While sitting in the coffee shop of a bookstore in Manchester, Vermont, I decided to check my email and found there an announcement of great import regarding my former bishop.
The announcement was shocking, not because of what it said about my bishop ("a credible allegation of recurrent marital infidelity") -- I'd been aware of his activities for some time -- but because the church had actually moved to discipline him.
Part of my disaffection with the church over these last 15 years or so has been the sense that the hierarchy has a tendency to protect its own; that the clergy are not always held to standards that reflect what I believe to be the values Christ espoused. And of course my views on my bishop's behaviors -- and his tendency to protect other clergy behaviors in the diocese -- were significantly less tolerant due to my own experiences of recurrent marital infidelity (in a former marriage, not this one); I know first-hand what that feels like to a wife, and have perhaps less sympathy for those of God's creatures who venture into this realm, and for those who close ranks to protect them.
So it was curious, indeed, to walk out of the coffee shop with this new information and see before me in the walkway the words on this granite slab. I have for some time known that marriage vows do not appear to be written in stone, that the 10 commandments do not appear to have been written in stone, and that the laws of our country and community are not written in stone: in most of these cases the rules seem to become more flexible for those who have power and money.
Knowing such things can make you cynical; it sometimes takes considerable effort to remain upbeat and optimistic about faith and the human condition. I am thankful that, over the years, I have found great solace in meditation and study, but I have consciously held myself somewhat apart from faith communities for fear my cynicism might leak. And that has been challenging: I've missed the connection and innocent optimism inherent in church community involvement.
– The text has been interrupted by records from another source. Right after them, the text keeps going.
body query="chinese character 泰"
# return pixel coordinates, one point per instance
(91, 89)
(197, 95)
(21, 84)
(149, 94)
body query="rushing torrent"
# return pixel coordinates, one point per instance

But it was surprising to note that I had assumed "the church hierarchy protects its own" was pretty much written in stone. And, understanding that, I am intrigued to see that, for me, this message has shifted from one of discouragement to one of hope. Perhaps things are not, as so many people tell me, "going to hell in a handbasket." I'm not certain where this takes me, or if, in fact, it will have any lasting effect on me. But I am determined to pay attention to my responses; to remain conscious and alert to any shifts that may occur in my faith as a result. Because a little glimmer of hope would be lovely.